Morto soffocato in pista, due condanne

Quattro mesi a Pio Maturi e Luciano Caola, direttore e responsabile delle funivie di Pinzolo. Risarcimento di 600 mila euro



TRENTO. Era morto dopo quasi venti giorni di agonia, vittima di un incidente sciistico con una dinamica che sembrava impossibile. Tersilio Tenerini, turista perugino di 72 anni, infatti perdendo il controllo degli sci al termine della pista Tulot di Pinzolo, si era infilato nello spazio fra il cordino d’acciaio che doveva tenere tesa la rete di protezione e la neve. Ed era rimasto in bilico con il corpo quasi sospeso nel vuoto e il collo impigliato nel cordino. E ieri per questo incidente mortale sono stati condannati con rito abbreviato, Pio Maturi, direttore delle funivie di Pinzolo e Luciano Caola, responsabile della manutenzione di quella pista nel momento dell’incidente a 4 mesi di reclusione per omicidio colposo. Condanna che è avvenuta dopo il risarcimento alla famiglia del turista, un risarcimento che si aggira sui 600 mila euro e che è stato pagato dall’assicurazione degli impianti. Già archiviata in precedenza, invece, la posizione di Fausto Collini che era responsabile della pista nel periodo precedente all’incidente.

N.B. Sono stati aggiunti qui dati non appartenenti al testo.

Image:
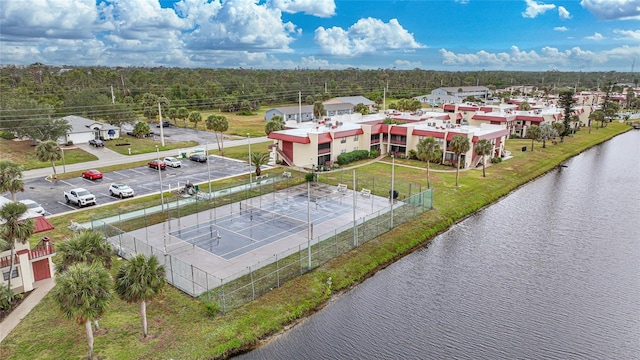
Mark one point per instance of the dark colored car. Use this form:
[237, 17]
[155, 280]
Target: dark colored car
[199, 157]
[96, 143]
[155, 164]
[92, 174]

L’avvocato di Maturi e Caola, Bonifacio Giudiceandre, è pronto ad impugnare questa sentenza forte. Insistendo su due punti. Il primo riguarda l’imprevedibilità dell’incidente che effettivamente ha avuto una dinamica alquanto particolare. E poi sull’interruzione del nesso causale. Immediatamente dopo la caduta di Tenerini, infatti, pare che un medico di passaggio ne avesse constatato il decesso ma poi, con l’arrivo dei soccorsi e le manovre di rianimazione - durate due ore solo sulla pista e proseguite poi al Santa Chiara - il cuore dell’anziano umbro aveva ricominciato a battere.

Intanto il giudice Forlenza ieri ha accolto le richieste dell’accusa (sostenuta dal sostituto procuratore Davide Ognibene) condannando i due a 4 mesi di reclusione.

L’incidente era avvenuto il 24 gennaio dello scorso anno. Tenerini, in compagnia di alcuni amici, stava facendo l'ultima discesa della giornata lungo la pista Tulot. A un tratto, perse il controllo degli sci e finì contro la rete di protezione della pista. Purtroppo, si infilò in uno spazio tra il cordino in acciaio che doveva tenere tesa la rete e la neve. Rimase in bilico con il corpo sospeso quasi nel vuoto e il collo impigliato nel cordino. Morì 18 giorni dopo l'incidente all'ospedale di Foligno dove era stato trasferito nel frattempo. Il referto medico individuava la causa della morte in un'asfissia da impiccamento. Per i periti della procura, il cordino della rete non sarebbe stato teso e per questo si sarebbe venuto a creare uno spazio vuoto tra la rete e il mano nevoso. Proprio lo spazio nel quale si è infilato lo sfortunato sciatore.